Obviously these days it’s done a little less primitively and with better sanitation, but as far as I can gather anyone that has the balls to put themselves through this has the right to be seen as genuine spiritual journeyman. But what are the modern reason for these folk to fish hook there skin and hang around like they do? Suspension.org tells us the following,
“There are many different reasons to suspend, from pure adrenaline or endorphin rush, to conquering ones fears, to trying to reach a new level of spiritual consciousness and everything in between. In general, people suspend to attain some sort of “experience”.
Some people are seeking the opportunity to discover a deeper sense of themselves and to challenge pre-determined belief systems which may not be true. Some are seeking a rite of passage or a spiritual encounter to let go of the fear of not being whole or complete inside their body.

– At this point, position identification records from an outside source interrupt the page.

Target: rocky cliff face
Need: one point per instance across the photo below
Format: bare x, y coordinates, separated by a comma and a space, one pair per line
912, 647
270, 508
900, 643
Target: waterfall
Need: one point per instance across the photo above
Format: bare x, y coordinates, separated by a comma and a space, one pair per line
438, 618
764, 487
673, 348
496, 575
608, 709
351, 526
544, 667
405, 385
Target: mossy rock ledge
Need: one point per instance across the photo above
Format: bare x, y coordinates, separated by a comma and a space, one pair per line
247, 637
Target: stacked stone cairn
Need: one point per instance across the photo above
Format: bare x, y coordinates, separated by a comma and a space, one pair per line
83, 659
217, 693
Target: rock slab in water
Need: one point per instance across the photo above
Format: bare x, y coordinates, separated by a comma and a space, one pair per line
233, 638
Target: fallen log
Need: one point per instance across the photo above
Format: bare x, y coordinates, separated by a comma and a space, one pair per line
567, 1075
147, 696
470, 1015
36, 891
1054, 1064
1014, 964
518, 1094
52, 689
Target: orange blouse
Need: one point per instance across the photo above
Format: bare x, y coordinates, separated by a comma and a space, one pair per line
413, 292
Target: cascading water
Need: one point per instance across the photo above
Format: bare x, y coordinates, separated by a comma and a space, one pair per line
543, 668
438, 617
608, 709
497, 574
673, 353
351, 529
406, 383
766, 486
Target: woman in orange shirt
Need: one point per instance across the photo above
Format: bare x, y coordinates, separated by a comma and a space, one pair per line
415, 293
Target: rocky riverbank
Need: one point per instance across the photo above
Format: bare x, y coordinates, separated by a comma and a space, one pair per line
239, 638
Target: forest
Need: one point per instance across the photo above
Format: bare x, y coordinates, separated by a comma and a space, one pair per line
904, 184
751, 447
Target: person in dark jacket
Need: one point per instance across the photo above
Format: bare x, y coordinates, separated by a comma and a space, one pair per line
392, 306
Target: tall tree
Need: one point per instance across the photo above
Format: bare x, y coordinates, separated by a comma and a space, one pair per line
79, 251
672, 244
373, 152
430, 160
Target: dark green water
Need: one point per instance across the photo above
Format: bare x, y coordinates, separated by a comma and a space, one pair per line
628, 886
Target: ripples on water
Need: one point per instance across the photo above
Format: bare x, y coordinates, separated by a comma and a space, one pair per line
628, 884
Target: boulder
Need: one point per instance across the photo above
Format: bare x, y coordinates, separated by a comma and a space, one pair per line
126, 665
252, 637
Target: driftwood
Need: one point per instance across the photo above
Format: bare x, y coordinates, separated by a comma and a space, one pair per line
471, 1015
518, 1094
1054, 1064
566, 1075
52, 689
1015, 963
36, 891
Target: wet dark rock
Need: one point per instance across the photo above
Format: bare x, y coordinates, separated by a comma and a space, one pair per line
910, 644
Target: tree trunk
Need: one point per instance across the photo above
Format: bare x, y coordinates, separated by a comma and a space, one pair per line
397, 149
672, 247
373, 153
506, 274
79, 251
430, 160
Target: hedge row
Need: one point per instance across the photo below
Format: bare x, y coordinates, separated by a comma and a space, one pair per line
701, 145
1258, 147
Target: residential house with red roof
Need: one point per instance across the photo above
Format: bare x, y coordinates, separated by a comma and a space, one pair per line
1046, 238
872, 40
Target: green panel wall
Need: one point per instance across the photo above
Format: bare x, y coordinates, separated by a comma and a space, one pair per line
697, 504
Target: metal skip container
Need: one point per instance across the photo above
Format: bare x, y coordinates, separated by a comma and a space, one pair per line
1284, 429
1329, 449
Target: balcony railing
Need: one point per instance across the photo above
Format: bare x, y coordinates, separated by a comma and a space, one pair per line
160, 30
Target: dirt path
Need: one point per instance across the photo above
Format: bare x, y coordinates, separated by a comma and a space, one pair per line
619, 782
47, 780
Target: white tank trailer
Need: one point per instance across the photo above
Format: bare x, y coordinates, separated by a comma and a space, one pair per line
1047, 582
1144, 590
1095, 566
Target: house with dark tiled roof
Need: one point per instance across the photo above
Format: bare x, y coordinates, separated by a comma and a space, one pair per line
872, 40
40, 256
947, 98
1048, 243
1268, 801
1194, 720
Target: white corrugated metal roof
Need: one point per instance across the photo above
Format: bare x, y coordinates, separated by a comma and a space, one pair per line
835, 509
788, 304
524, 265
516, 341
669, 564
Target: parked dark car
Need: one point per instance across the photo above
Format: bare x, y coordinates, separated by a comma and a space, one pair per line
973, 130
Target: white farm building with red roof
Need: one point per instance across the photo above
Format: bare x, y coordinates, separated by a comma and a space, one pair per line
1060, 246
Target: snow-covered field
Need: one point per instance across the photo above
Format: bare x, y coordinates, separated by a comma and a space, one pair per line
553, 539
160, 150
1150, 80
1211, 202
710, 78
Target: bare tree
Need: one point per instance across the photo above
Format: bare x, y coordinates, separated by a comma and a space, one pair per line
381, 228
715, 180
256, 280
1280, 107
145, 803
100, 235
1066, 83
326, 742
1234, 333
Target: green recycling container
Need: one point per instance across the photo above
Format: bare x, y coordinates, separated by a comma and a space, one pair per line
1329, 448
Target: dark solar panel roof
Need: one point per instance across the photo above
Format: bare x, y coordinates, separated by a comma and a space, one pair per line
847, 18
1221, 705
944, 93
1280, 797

Others are looking for control over their body, or seek to prove to themselves that they are more than their bodies, or are not their bodies at all. Others simply seek to explore the unknown.”
Suku Suku Tatau in Bali are just one of these commercial business that specialise in (among other things) body suspension. We spoke with Altar Tikam, one of the founders and a professional Body Art Artist that also does piercing, implants, scarification and body suspension. His feeling on body suspension where that it is is
“Very incredible and nice. Especially for your soul, because for me body suspension is part of the spiritual realm also.”
One of the people that has been doing body suspension with Altar Tikam recently and the man in the photos is an Australian named Taylor Pullen. He told Circus Bazaar,
“My first suspension was on the 27of November 2013 at my good friends studio in Seminyak Bali Indonesia. I wanted to see if I was tough enough to do it. It came down to a challenge to myself and a test of strength. If I could put hooks in my 85 kg body and suspend, then there’s nothing I can’t do. I thought it was going to hurt. I thought it was going to be excruciating. I imagined it was going to be the most traumatising experience of my life. So, I go in and I’m ready to go through it, and once I got into the air, it was the most peaceful, serene, experience I’ve ever had. Throughout life, you tend to take on negative energy. By energy I could mean stress, and this was just the ultimate stress release. Everything bad that had built up, it was just resetting it back to zero. The actual feeling of hanging suspended off the ground by nothing but your skin is actually intoxicating, the amount of adrenaline and endorphins going through your body is amazing, a feeling I still find hard to describe.”